Why Join Tech Mahindra as a Data Scientist ?
Tech Mahindra provides an exciting environment for data scientists to work on diverse, cutting-edge projects, grow their careers, and make a global impact.
- Exciting Projects:
- Work on innovative digital projects in diverse industries like telecommunications and healthcare.
- Apply advanced analytics and machine learning to tackle real-world challenges.
- Career Growth:
- Access opportunities for continuous learning and professional development.
- Collaborate with global teams in a supportive and dynamic environment.
- Cutting-Edge Technology:
- Utilize AI, IoT, and blockchain technologies to drive impactful solutions.
- Stay at the forefront of technology trends and innovations in data science.
- Global Impact:
- Contribute to solutions that shape the future of global industries.

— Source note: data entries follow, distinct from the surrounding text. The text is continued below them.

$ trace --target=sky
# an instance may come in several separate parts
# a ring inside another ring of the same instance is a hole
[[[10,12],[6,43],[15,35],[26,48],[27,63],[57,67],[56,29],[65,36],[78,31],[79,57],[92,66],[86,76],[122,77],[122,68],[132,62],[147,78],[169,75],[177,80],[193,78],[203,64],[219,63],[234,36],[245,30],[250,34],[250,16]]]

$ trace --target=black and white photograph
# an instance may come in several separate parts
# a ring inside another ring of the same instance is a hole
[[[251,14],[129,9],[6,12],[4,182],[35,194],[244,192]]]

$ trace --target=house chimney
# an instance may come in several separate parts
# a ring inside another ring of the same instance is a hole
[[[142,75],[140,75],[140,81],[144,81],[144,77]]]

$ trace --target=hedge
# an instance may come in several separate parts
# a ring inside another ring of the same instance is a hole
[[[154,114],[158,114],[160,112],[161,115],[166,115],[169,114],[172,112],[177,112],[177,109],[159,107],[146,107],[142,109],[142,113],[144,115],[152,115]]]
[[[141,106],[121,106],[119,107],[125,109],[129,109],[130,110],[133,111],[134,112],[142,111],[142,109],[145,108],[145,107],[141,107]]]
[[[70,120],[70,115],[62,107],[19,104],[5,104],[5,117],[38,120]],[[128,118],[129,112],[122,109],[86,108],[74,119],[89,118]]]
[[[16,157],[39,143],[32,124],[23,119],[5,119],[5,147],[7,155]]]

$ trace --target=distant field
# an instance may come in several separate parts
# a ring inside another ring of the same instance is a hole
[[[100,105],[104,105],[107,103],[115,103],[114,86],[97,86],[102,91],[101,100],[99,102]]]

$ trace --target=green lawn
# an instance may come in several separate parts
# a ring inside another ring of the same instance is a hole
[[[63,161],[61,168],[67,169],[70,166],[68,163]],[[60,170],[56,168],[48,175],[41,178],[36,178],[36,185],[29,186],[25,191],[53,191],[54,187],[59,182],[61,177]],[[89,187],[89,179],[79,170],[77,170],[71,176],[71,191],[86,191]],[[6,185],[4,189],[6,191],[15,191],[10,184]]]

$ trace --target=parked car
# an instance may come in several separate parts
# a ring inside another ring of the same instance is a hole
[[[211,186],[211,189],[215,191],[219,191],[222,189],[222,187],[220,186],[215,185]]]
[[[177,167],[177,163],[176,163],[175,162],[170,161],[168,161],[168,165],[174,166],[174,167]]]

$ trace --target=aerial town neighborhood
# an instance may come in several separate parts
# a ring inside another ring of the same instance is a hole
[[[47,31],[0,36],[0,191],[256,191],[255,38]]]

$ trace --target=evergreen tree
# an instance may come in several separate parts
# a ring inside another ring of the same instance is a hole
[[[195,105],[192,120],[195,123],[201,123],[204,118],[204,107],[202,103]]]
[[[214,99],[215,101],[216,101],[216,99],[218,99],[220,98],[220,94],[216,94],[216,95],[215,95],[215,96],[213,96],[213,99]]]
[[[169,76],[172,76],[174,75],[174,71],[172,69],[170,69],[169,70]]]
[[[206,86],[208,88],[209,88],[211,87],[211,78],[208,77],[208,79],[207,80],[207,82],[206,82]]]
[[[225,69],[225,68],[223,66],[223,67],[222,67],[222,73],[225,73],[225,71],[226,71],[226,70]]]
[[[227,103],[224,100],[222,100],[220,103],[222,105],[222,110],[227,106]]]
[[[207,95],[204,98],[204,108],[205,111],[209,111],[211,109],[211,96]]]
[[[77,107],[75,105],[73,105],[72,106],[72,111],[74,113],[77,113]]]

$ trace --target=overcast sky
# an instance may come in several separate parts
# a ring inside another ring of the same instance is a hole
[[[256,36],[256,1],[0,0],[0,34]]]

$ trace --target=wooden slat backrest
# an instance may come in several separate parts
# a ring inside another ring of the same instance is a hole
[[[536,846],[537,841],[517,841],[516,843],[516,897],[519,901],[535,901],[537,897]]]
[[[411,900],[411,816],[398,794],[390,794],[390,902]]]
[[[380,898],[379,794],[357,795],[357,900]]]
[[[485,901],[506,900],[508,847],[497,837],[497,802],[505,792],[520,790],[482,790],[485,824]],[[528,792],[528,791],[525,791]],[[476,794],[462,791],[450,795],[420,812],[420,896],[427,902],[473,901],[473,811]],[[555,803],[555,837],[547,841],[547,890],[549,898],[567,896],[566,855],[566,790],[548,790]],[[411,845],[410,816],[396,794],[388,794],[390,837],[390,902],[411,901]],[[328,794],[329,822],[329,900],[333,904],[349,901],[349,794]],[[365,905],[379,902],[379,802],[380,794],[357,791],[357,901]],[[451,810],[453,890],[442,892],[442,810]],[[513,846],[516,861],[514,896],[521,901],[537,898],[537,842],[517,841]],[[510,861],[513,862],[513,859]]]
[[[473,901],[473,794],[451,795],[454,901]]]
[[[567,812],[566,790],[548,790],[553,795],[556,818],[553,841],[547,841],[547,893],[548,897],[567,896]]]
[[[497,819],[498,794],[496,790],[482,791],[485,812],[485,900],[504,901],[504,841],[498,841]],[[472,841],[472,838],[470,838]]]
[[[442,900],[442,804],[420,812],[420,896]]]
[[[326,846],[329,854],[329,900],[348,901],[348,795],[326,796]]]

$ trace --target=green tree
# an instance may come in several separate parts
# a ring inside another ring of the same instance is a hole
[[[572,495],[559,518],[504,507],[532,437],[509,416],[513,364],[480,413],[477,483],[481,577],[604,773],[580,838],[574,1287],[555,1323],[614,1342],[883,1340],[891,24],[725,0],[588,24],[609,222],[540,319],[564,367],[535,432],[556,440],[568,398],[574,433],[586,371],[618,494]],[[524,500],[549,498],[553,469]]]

- Make a meaningful impact through data-driven insights and strategies.
Tech Mahindra Data Science Interview Preparation Tips:
1. Understand Tech Mahindra’s Focus:
- Research recent projects and industries served by Tech Mahindra.
- Align your skills with their technological initiatives.
2. Review Data Science Fundamentals:
- Refresh knowledge of machine learning algorithms and statistical analysis.
- Practice data manipulation using Python or R.
3. Practice Coding:
- Master Python or R programming for data analysis.
- Practice solving data science problems using libraries like NumPy and Pandas.
4. Know Your Algorithms:
- Understand key algorithms like linear regression and decision trees.
- Be prepared to discuss their applications in data science.
5. Prepare for Case Studies:
- Have examples ready from past projects or scenarios.
- Demonstrate problem-solving skills and data analysis approaches.
6. Be Familiar with Big Data Technologies:
- Learn about tools like Hadoop and Spark for big data processing.
- Understand cloud platforms such as AWS or Azure for data science applications.
7. Communicate Clearly:
- Practice explaining technical concepts concisely.
- Be ready to articulate how your skills meet Tech Mahindra’s needs.
8. Stay Updated:
- Keep informed about the latest trends in data science and technology.
- Follow industry news and advancements in machine learning and AI.
Top Tech Mahindra Data Science Interview Questions and answers?
1: Which of the following algorithms is most suitable for classification tasks?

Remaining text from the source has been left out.